A meat processing plant in County Antrim is to close following the discovery of a cluster of Covid-19 cases amongst workers.
Cranswick, in Cullybackey, which processes pigs, will shut for a deep clean and for the testing of staff.
The company briefed its workers on Thursday afternoon, with the closure taking effect from 18:00 BST on Saturday.
A cluster is defined as two or more cases.
A company spokesman declined to confirm how many of its 500 staff were involved in the current outbreak, but said staff welfare was the primary concern.
“There has been a recent increase in the number of confirmed Covid-19 cases in Ballymena and the wider region and this has been acknowledged as a community issue.
“As a result of this, we can confirm that a number of colleagues at our Ballymena site have tested positive for Covid-19.
“Working with the Public Health Authority (PHA), we have taken the decision to send all of our colleagues for testing.

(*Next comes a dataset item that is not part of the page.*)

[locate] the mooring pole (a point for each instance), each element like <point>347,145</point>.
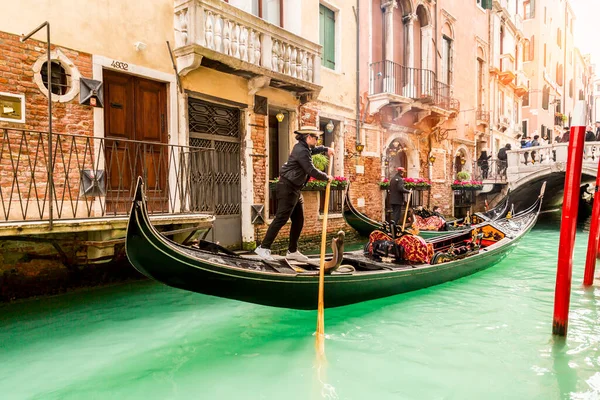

If the test results are positive, the individual will be required to self-isolate for 10 days; if the test results are negative, the individual will be required to self-isolate for 14 days.
“Therefore, the site will need to temporarily suspend production.”
Testing and tracing
The Public Health Agency said it had made a “number of significant recommendations” to a business in the Mid and East Antrim Council area.
“These include the testing of all staff this week and self-isolation of staff identified as close contacts of cases.”
It said testing and tracing was being carried out to identify staff who might potentially be affected to help prevent further community transmission.
It said it would not comment on individual cases to prevent people with the disease being identified or to deter others from coming forward.
There has been a recent spike in community cases in the Mid and East Antrim Council area with 80 new positive cases in the past seven days.
Cranswick will be the first meat company to close in Northern Ireland during the Covid pandemic, but not the first to have cases amongst its workforce.
A number have shut in the Republic of Ireland and across Europe in recent months following Covid clusters.
Conditions in meat plants are believed to lend themselves to disease transmission.
Cool temperatures and people working in close proximity on noisy production lines can facilitate it.
The fact that some meat plant staff tend to live or travel together can also be a factor.
But processors have spent considerable sums putting measures in place to try and mitigate the risk.
These include personal protection equipment for workers, screens to separate work stations on production lines and staggered shift times.
There were some protests at Northern Ireland meat plants at the start of the pandemic as workers complained about some companies’ response to their safety concerns.
It prompted fresh guidance for food processing companies.
The Health and Safety Executive said it had carried out 41 inspections of meat plants in Northern Ireland between 28 April and 17 August.
Cranswick would process in excess of 10,000 pigs a week at its Ballymena plant.
It’s understood discussions are under way with other firms to take those animals which the situation is resolved.